The bills were produced like a finger-snap, and handed over.

“Curry favor from your
lord?
” Hudson questioned. “Somehow I don’t think you mean the Lord God.”

“Our Lord Lucifer,” the deaconess said. “Certainly, you’ve already guessed that.”

“Yeah, sure. But the thing I want to know is how did those skinny demons manage to get a hold of your Lord Lucifer’s
poop
to write sixes on your body?”

The deaconess popped out more buttons. “It’s a process known as Object Transposition, a very new occult science. It’s subdimensional. The Demons—and the excrement itself, by the way—were only corporeal for the duration of the rite. Six minutes. But six minutes were enough.” Then she dropped the surplice to the floor, to stand splendidly nude in the candlelight.

Hudson tried not to gawp at the robust physique. “You seem different today. Yesterday you were all fidgety.”

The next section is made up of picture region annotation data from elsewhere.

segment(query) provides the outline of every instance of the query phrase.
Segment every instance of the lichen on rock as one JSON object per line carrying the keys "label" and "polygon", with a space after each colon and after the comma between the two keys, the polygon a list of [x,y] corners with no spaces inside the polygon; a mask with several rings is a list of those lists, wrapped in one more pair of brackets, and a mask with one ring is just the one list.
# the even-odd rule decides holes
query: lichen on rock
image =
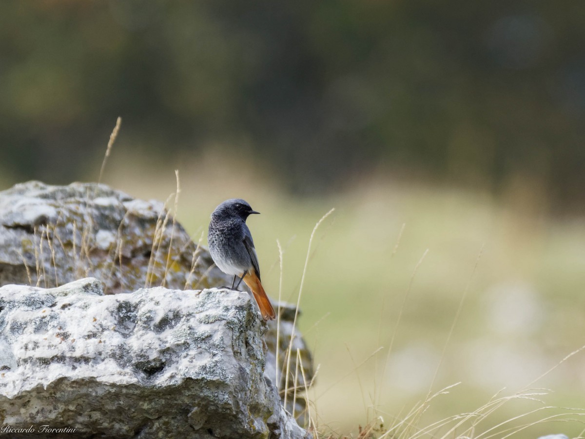
{"label": "lichen on rock", "polygon": [[101,288],[91,278],[0,288],[0,424],[78,437],[309,437],[264,377],[266,326],[247,294]]}

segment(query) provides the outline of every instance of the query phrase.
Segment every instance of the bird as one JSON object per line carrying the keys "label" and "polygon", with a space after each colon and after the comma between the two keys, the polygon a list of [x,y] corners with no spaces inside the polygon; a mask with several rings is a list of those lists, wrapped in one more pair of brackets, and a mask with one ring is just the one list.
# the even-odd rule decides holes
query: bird
{"label": "bird", "polygon": [[246,224],[249,216],[259,213],[242,198],[226,200],[211,214],[207,241],[214,262],[223,273],[233,276],[231,289],[237,290],[243,280],[254,294],[262,318],[272,320],[274,308],[262,286],[254,240]]}

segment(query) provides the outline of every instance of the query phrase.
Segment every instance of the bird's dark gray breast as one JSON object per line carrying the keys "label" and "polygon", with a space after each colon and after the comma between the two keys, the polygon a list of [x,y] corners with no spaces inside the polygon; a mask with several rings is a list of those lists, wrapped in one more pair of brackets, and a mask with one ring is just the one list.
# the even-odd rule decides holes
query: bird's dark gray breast
{"label": "bird's dark gray breast", "polygon": [[207,240],[211,257],[216,265],[221,266],[224,262],[245,266],[243,269],[249,265],[250,255],[243,244],[245,227],[244,221],[239,218],[212,219]]}

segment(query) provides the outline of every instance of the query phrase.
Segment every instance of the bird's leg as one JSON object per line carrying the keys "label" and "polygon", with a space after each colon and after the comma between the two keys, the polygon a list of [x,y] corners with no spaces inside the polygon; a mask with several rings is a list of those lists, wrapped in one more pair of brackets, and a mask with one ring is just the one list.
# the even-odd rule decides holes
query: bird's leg
{"label": "bird's leg", "polygon": [[[248,270],[246,270],[246,271],[244,272],[244,274],[243,274],[242,275],[242,277],[240,277],[240,280],[238,281],[238,284],[236,286],[236,288],[235,289],[232,289],[238,290],[238,287],[239,286],[240,286],[240,284],[242,283],[242,280],[246,276],[246,275],[247,274],[248,274]],[[236,280],[236,276],[233,276],[233,280],[234,280],[234,282],[235,282],[235,280]],[[232,284],[232,286],[233,286],[233,284]]]}

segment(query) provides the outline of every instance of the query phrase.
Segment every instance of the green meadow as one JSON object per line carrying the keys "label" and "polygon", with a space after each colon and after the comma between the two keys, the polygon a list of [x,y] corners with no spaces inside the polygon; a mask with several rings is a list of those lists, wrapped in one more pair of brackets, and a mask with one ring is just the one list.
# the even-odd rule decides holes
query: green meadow
{"label": "green meadow", "polygon": [[[172,172],[126,163],[105,182],[172,207]],[[299,324],[324,437],[583,435],[585,229],[529,184],[496,197],[373,173],[301,199],[261,166],[213,157],[179,177],[177,217],[195,241],[207,245],[226,198],[261,213],[248,224],[273,299],[296,303],[311,232],[335,208],[308,253]]]}

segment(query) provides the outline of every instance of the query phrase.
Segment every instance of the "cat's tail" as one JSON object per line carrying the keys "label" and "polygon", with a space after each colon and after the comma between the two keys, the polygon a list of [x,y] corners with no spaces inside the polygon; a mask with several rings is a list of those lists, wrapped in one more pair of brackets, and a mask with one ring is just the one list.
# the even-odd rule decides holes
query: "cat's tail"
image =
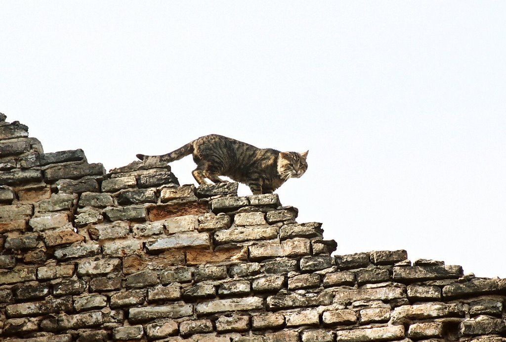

She went behind the prostitute to untie her faded bikini top. When the garment dropped, buoyant breasts came
unloosed, with large, irregular nipples that looked like plops of chewed beef.

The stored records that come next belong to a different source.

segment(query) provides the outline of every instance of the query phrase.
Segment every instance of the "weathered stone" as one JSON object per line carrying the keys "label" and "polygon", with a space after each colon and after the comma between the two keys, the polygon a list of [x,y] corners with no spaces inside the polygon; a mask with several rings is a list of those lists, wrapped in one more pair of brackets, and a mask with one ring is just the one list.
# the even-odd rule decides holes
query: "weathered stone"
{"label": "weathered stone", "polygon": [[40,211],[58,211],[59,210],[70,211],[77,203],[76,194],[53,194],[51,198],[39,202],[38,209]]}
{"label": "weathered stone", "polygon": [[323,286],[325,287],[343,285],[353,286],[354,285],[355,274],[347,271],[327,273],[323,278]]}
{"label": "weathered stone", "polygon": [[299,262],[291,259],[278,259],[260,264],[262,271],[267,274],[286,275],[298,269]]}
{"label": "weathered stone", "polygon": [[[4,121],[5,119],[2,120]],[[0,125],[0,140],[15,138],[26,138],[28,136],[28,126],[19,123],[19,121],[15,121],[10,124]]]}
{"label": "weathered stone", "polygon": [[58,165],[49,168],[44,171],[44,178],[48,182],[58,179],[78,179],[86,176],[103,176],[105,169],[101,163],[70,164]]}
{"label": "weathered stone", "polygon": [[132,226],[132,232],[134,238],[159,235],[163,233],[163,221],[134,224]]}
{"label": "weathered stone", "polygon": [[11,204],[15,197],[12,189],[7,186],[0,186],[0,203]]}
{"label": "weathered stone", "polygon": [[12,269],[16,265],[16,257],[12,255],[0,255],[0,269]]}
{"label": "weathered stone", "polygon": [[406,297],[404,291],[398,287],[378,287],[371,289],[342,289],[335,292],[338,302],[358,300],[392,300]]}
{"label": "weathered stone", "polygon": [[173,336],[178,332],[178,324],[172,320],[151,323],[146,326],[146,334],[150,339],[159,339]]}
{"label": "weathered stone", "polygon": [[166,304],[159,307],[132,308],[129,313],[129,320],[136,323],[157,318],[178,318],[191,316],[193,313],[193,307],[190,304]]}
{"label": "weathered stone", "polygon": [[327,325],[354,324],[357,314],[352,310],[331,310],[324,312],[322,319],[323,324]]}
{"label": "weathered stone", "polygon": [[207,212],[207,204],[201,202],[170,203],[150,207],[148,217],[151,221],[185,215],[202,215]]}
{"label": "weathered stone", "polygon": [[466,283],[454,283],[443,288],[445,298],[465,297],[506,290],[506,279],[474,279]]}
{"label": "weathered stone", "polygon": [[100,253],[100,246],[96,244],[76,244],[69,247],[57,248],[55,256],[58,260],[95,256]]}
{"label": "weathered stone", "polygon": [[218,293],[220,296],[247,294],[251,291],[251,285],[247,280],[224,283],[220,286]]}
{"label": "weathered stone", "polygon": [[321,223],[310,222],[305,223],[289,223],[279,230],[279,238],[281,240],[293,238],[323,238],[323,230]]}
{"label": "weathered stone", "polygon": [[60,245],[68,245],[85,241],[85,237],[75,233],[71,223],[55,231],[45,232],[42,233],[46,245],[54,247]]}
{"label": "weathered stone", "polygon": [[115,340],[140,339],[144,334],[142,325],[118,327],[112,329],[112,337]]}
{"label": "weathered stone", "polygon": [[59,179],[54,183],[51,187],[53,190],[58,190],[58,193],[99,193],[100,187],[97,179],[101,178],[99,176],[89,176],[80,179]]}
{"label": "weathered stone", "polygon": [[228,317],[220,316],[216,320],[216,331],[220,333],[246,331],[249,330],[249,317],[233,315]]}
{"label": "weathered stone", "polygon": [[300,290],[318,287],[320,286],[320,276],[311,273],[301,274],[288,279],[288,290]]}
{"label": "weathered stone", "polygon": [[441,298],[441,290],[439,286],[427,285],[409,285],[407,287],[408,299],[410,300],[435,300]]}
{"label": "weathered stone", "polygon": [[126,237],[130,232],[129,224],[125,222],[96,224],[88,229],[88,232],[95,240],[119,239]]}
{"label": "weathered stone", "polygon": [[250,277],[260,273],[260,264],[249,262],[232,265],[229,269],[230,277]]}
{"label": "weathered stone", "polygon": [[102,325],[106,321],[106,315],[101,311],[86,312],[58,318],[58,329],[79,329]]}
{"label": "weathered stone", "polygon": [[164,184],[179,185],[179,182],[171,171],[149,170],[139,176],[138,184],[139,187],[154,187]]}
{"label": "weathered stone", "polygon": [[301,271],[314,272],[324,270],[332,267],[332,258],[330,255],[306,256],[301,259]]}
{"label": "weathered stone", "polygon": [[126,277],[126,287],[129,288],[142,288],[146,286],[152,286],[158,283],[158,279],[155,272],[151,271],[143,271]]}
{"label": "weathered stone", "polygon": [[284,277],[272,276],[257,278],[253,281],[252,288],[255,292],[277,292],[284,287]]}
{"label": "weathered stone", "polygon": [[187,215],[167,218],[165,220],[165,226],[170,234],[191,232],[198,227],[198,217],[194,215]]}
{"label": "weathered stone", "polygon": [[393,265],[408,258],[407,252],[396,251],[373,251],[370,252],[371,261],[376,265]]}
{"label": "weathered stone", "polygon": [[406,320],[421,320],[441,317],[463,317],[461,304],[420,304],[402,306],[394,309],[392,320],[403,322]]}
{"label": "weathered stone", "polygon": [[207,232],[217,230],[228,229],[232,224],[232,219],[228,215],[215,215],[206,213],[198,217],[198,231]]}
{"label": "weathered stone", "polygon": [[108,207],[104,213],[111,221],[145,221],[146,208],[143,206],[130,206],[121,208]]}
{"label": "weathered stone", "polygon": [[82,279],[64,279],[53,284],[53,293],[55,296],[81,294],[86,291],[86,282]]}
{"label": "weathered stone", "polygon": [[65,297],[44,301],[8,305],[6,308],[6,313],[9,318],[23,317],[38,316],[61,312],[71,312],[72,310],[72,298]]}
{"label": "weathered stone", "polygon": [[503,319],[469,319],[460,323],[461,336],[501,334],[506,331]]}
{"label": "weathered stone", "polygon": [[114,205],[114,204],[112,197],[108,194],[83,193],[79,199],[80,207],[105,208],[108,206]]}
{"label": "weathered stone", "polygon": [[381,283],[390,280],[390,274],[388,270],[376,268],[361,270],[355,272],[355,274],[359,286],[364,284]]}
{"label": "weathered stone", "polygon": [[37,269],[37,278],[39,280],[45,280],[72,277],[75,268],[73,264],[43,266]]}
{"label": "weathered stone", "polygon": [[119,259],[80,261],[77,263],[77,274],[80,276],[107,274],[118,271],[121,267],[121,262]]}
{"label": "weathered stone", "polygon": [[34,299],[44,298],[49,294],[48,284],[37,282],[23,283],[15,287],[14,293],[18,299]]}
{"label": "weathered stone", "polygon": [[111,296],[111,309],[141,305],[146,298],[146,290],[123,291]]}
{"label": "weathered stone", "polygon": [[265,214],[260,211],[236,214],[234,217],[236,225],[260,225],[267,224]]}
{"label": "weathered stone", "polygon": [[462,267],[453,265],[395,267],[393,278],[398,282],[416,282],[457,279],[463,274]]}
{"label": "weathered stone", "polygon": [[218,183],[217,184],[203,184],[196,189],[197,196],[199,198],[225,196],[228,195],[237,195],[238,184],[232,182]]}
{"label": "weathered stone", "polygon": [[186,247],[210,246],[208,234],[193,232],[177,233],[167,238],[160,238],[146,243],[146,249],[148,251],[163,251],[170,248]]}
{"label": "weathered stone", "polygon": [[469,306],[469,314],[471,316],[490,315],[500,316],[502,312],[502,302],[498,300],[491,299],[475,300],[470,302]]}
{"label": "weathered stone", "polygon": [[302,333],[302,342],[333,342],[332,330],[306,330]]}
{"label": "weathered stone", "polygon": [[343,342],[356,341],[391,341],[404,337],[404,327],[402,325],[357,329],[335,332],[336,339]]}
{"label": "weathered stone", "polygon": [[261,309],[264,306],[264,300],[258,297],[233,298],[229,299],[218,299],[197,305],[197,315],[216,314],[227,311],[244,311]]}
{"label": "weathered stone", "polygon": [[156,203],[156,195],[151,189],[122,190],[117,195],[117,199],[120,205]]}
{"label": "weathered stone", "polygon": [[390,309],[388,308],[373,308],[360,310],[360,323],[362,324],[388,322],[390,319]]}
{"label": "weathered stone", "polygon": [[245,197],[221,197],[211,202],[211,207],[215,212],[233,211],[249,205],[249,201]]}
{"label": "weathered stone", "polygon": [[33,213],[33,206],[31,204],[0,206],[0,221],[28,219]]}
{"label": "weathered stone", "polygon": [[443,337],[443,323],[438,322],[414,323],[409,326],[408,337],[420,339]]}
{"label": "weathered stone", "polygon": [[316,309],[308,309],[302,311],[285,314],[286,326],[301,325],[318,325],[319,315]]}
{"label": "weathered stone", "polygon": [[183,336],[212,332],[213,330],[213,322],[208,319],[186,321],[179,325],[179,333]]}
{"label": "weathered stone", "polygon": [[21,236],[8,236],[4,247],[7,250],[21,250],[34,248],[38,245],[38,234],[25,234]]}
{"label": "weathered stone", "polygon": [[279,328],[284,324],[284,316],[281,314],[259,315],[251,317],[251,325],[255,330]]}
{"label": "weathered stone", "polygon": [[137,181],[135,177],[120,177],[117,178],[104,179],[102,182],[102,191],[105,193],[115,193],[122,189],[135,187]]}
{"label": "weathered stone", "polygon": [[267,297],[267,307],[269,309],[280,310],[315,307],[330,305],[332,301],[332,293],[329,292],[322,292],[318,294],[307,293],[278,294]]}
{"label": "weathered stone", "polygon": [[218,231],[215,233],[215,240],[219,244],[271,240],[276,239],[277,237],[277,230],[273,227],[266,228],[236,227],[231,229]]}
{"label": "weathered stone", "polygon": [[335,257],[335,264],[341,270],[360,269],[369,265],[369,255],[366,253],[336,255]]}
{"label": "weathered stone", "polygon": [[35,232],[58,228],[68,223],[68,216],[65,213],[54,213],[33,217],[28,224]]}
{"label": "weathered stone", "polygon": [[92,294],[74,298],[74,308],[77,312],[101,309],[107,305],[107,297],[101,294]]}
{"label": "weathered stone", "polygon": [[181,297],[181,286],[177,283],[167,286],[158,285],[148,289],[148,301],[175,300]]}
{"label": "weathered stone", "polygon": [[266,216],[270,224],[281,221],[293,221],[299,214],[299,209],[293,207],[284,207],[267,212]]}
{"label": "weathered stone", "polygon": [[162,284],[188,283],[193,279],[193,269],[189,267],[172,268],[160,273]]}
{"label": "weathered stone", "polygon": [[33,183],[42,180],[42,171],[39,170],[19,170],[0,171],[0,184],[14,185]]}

“That’s because I’ve acclimated to the entails of the Machination Link. And I’m not resisting it anymore. I’ve accepted it, the beginning of my glorious demise. I’m being
machinated
, you see—by a trained Channeler and a high-echelon Archlock who operate out of a Telethesy Unit at the De Rais Academy.” She smiled. “Think of it as puppeteering—from Hell. Only now my own soul has amalgamated with the process.”

Hudson stared.

“Oh, and Mr. Hudson? You’ll need to remove your clothes as well.”

Hudson winced. “I’m not taking off my
clothes
, for God’s sake.”

“For Lucifer’s, not God’s. It’s all part of the protocol, I’m afraid. You must be as naked as Adam when he stalked out of the garden.”

What am I doing?
came the thought as he began to strip. At least being nude would make the heat more tolerable. The deaconess and the whore were already shining with sweat.

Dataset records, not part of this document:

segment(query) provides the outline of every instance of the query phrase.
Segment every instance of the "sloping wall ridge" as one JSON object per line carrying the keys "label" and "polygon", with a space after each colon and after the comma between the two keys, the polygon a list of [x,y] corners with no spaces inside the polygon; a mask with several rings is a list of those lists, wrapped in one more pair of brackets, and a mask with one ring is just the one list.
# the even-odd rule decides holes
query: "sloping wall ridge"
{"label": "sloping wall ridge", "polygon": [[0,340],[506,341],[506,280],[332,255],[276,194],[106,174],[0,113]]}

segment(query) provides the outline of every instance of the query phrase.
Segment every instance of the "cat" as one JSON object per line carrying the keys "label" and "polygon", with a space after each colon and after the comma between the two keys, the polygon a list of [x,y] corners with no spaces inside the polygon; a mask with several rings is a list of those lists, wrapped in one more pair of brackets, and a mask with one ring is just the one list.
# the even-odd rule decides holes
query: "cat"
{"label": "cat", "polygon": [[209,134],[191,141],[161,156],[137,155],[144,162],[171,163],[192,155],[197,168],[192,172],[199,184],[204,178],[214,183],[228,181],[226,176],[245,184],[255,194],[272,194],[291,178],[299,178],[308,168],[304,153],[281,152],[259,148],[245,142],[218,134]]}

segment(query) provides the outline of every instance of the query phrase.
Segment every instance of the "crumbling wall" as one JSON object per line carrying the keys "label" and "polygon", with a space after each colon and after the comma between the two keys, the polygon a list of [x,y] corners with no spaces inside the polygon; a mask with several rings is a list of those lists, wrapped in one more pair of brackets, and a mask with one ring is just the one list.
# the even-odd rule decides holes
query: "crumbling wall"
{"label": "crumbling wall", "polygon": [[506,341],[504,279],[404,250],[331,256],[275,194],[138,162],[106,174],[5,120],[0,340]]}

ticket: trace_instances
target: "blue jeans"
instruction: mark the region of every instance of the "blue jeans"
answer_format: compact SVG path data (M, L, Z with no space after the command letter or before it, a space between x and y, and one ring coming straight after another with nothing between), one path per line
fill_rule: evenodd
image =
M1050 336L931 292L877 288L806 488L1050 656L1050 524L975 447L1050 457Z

Now the deaconess was inspecting the prostitute’s heavy breasts, twilling the meaty nipples with her fingers. “Let’s see here now,” she murmured. Milk sprayed out at once. “Yes, good, so
full
” Then the deaconess tasted a wet fingertip. “Ah. Soiled. Perfect.” Next her hand stroked up and down the recently deflated belly, whose stretch marks now looked like the gouges of a garden claw. An abundant sprawl of black pubic hair jutted nestlike from between the prostitute’s pasty legs. The deaconess ran her fingers through it, fascinated. “So how many babies have come out of here, hmm?”

“Six, seven—fuck, I don’t know,” the prostitute said, disconcerted.

“And you left them
all
to die?”

“Yeah. Fuck it. The world’s a bunch’a shit anyway. Who wants to bring kids up with all this shit goin’ on? Besides, I make more money when I’m pregnant.”

“Really? How interesting.”

“Sure. Kink tricks, you know? Lotta guys out there go nuts for knocked-up streetwalkers. They pay more. So I pocket the cash, and when it’s time, I pop the kid out in an alley somewhere and walk away.”

“Perfect,” whispered the deaconess.

Hudson felt sick.

WHAM! WHAM! WHAM!

Hudson
and
the prostitute jumped at the start. The sound of impact shook the house. When Hudson cleared his confusion, he noticed the deaconess–

WHAM!

—driving the pickax point with gusto into the wall. After a dozenish strikes, she’d managed to tear out a hole about the diameter of a dinner plate, roughly four feet from the floor.

Hudson peered out the hole, which showed the moonlit backyard. Then he refaced the deaconess.

“I ask you once more, Mr. Hudson. Do you wish to proceed?”

Hudson could feel the sweat pouring out of him. He wanted to say
no
, and he wanted to leave, but instead?

“Yes.”

“I thought you would.” And now she had the plastic bag again, and reached in. Hudson grimaced before she even extracted the contents: the rotten head of a baby.

The small face had dried to a rictus. But then Hudson noticed something even worse. The
top
of the head was missing.

The deaconess threw the head through the hole in the wall, where it landed, bouncing, in the scrub-laden backyard.

“But I thought—”

“That I needed it for a ritual of some sort?” the gleaming woman finished. The nipples on the high breasts stood out as if she were sexually frantic. “Not the head itself. This. The skullcap.” And from the bag she produced just that: the top of the infant’s skull, which had obviously been sawn off. At once Hudson recalled the smudged coping saw at the church.